Is it possible to achieve the same level of parallelism with a multiple core CPU device as that of multiple heterogenous devices ( like GPU and CPU ) in OpenCL?
I have an intel i5 and am looking to optimise my code. When I query the platform for devices I get only one device returned: the CPU. I was wondering how I could optimise my code by using this.
Also, if I used a single command queue for this device, would the application automatically assign the kernels to different compute devices or does it have to be done manually by the programmer?
Can a cpu device achieve the same level of parallelism as a gpu? Pretty much always no.
The number of compute units in a gpu is almost always more than in a cpu. For example, $50 can get you a video card with 10 compute units (Radeon 6450). The cheapest 8-core cpus on newegg are going for $189 (desktop cpu) and $269 (server).

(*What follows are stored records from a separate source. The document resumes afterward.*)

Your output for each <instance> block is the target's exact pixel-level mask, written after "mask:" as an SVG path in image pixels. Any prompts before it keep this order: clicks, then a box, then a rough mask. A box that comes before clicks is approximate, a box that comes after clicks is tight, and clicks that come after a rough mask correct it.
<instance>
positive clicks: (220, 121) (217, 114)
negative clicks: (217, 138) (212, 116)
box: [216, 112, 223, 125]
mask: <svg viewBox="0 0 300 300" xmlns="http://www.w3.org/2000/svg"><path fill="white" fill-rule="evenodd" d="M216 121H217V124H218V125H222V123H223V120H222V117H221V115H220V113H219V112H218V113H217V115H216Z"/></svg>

The compute units of a cpu will run faster due to clock speed, and execute branching code much better than a gpu. You want a cpu if your workload has a lot of conditional statements.
A gpu will execute the same instructions on many pieces of data. The 6450 gpu has 16 'stream processors' per compute unit to make this happen. Gpus are great when you have to do the same (small/medium) tasks many times. Matrix multiplication, n-boy computations, reduction operations, and some sorting algorithms run much better on gpu/accelerator hardware than on a cpu.
I answered a similar question with more detail a few weeks ago. (This one)
Getting back to your question about the "same level of parallelism" -- cpus don't have the same level of parallelism as gpus, except in cases where the gpu under performs on the execution of the actual kernel.
On your i5 system, there would be only one cpu device. This represents the entire cpu. When you query for the number of compute units, opencl will return the number of cores you have. If you want to use all cores, you just run the kernel on your device, and opencl will use all of the compute units (cores) for you.
Short answer: yes, it will run in parallel and no, no need to do it manually.
Long answer:
Also, if I used a single command queue for this device, would the application automatically assign the kernels to different compute devices [...]
Either you need to revise your OpenCL vocabulary or I didn't understand your question. You only have one device and core != device!
One CPU, regardless of how many cores it has, is one device. The same goes for a GPU: one GPU, which has hundreds of cores, is only one device. You send jobs to the device through the queue and the device's driver. Your jobs can (and will) be split up into work-items. Then, some (how many depends on the device/driver) work-items are executed in parallel. On the GPU aswell as on the CPU, one work-item is executed by one kernel. (This might not be completely true but it is a very helpful abstraction.)
If you enqueue several kernels in one queue (without connecting them through a wait event!), the driver may or may not run them in parallel.
It is the very goal of OpenCL to allow you to compute work-items in parallel regardless of whether it is using several devices' cores in parallel or only a single devices cores.
If this confuses you, watch these really good (and long) videos: http://macresearch.org/opencl
How are you determining the OPENCL device count? I have an Intel I3 laptop that gives me 2 OpenCL compute units? It has 2 cores.
According to Intels spec an I5-2300 has 4 cores and supports 4 threads. It isn't hyper-threaded. I would expect a OpenCL call to the query the # devices to give you a count of 4.